An afternoon in early April. I was driving to pick up my kid from school, singing along Coldplay playing in the radio, eating an apple.

As I was approaching the 7th red traffic light on my commute, I suddenly felt with every cell in my body that as of May last year, I no longer had my Dad among the living.  

In that second, my heart curled into a tight knot and the world became hollow.

I did not see this coming.

There were no warning signs, no triggers.  No one was driving a car like Dad’s, no one smelled like Axe, no one with a bald head was near.

Yet there I was at the red light, hands heavy on the steering wheel, head hanging low, soundless in pain.

Who knows how long I would’ve been there if fellow citizens wouldn’t have reminded me of the real world with the car horns.


I was scheduled to write about grief weeks ago, but every time I would sit down to write about it – something, ANYTHING – I would go blank.

Writer’s block, you might be thinking.

Hmmm …. I don’t think so.  I produce content every day.

Yet the moment I sit down to write about grief, I feel the doors to every compartment within me that hold a piece of loss slam shut – bam-bam-bam.

I am left sitting at my desk, bewildered by the overwhelming desire to leave it at that – all the doors shut, sealed, and locked.

Have you tried to ignore your pain away? Burying it all somewhere inside where you hold the hurt of the world that never needs to be found again? It’s clear that that’s how I have dealt with my grieving.

It would be great if it were the solution; if it actually healed you.

But it doesn’t, let me tell you.

Whatever you are trying to lock away, bury, squish, will slowly become the boogie man in the dark alleyways – even though you can’t see it, you know it’s there. Thus, you live your life looking over your shoulder because you never know if and when it will attack.

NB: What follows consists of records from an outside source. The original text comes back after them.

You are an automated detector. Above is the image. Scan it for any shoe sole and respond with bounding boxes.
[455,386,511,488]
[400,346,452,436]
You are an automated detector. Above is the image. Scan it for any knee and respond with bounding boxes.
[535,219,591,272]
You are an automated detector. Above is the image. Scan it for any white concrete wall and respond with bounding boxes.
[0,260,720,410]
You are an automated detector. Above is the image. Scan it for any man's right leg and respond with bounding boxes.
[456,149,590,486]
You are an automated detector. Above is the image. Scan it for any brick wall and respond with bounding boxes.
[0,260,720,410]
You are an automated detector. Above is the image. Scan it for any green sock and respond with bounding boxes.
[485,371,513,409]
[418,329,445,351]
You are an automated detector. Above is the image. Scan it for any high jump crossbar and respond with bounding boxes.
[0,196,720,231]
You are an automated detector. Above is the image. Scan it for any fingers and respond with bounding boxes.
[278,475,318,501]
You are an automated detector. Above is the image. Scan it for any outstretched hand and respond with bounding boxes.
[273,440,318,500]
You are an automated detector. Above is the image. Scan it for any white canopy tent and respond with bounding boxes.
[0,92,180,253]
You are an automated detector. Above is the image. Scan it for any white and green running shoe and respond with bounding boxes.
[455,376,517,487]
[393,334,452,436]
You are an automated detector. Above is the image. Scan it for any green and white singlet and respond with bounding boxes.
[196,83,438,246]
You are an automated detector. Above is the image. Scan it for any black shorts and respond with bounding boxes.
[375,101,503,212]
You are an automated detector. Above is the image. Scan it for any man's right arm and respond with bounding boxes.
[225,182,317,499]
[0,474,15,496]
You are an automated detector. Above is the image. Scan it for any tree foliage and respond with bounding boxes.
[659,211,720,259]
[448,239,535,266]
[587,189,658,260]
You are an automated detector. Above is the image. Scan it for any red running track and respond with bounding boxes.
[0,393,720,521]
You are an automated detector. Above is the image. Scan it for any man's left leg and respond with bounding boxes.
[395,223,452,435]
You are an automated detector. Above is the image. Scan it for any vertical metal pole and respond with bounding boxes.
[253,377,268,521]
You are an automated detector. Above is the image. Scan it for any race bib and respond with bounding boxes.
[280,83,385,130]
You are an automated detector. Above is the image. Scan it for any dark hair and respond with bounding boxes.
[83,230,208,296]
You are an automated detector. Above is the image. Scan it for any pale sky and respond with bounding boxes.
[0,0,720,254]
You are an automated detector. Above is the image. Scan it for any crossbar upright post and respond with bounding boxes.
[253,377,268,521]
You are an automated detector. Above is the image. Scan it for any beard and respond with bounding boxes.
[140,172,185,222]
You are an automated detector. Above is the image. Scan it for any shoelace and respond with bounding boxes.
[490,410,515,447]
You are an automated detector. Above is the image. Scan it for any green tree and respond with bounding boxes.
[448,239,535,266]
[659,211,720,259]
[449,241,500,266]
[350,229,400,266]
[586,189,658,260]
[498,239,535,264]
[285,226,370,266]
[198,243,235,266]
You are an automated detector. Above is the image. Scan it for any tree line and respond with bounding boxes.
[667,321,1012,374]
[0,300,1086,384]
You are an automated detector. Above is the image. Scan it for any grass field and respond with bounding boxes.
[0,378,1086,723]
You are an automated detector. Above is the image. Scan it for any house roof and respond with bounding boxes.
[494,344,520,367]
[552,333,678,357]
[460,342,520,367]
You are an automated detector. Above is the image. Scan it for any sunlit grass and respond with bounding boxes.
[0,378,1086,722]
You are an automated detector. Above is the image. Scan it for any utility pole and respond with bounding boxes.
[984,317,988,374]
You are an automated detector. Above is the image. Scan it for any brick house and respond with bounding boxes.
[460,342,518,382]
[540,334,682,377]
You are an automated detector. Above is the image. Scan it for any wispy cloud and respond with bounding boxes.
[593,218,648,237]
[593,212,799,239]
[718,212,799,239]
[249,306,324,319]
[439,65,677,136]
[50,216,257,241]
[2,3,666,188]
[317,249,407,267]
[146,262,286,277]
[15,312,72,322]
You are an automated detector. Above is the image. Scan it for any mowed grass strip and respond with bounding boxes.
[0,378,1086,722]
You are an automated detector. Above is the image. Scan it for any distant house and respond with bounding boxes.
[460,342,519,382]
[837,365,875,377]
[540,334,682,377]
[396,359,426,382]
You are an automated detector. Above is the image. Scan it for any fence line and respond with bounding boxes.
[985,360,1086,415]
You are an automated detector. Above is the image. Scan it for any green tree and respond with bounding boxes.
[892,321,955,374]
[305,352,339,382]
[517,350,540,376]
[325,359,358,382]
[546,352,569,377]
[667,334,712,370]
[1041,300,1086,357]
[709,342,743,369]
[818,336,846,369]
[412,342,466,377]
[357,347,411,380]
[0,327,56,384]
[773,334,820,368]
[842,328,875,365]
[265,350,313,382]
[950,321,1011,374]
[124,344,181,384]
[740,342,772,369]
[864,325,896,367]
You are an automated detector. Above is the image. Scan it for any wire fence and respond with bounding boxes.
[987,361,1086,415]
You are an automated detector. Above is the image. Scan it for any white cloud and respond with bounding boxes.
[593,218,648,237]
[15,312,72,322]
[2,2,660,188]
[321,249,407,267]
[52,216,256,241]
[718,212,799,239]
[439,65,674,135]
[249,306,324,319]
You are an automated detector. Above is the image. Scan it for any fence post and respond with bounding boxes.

And attack it will.  It will jump out of the shadows when you least expect it – shopping for parsley in your local convenience store, entering a birthday party you have been waiting for, or, like in my case, in the middle of a sunny day on a busy street while you are singing and eating an apple.

Without any regard to your schedule and plans, grief demands to be felt, acknowledged, appreciated. Right then, right there.

Why do we want to bury our pain?

There is safety in keeping the pain locked away and not facing it. After all, it is easier to deal with occasional sadness leaking out, but keeping it together for the most part, than to deal with the uncertainty of having the doors wide open and dealing with whatever comes out.

However, Swiss psychoanalyst Carl Yung has said about painful emotions, grief included, that

“what you resist not only persists, but will grow in size.”

You think you locked your pain away safely by pretending it’s not there. Yet neglect is pain’s sustenance. It will feed off of it and grow bigger – slowly and unpretentiously like a pumpkin on the dark side of the compost pile.

What to do about it?

Advice about grief is abundant – get closure, consider therapy, share your sorrow, seek help, talk to friends, take care of your health, etc. All worthy of trying; all falling under the same category: starve the boogie man.

When it comes to releasing grief, Clinical Social Worker Robert Taibbi has said it the best in Psychology Today:

Move towards what you might be avoiding.

So give yourself permission to open every door. Dwell in the emotions and memories that have been locked away. Shine light on them by acknowledging their presence. Set a date with yourself, set an intention to respect your feelings, set a timer if you have to.

Don’t think it’s a sign of strength to be done with it already. Don’t think it’s a sign of weakness to be broken by grief. Don’t think there’s a deadline to your journey.

As I am setting my timer to move towards what I’m avoiding, I realize that what I experienced was definitely not a writer’s block, but a griever’s block.

The same force that kept me stuck behind the traffic light, kept me stuck at the keyboard.

It’s not time to move forward, it’s time to move towards.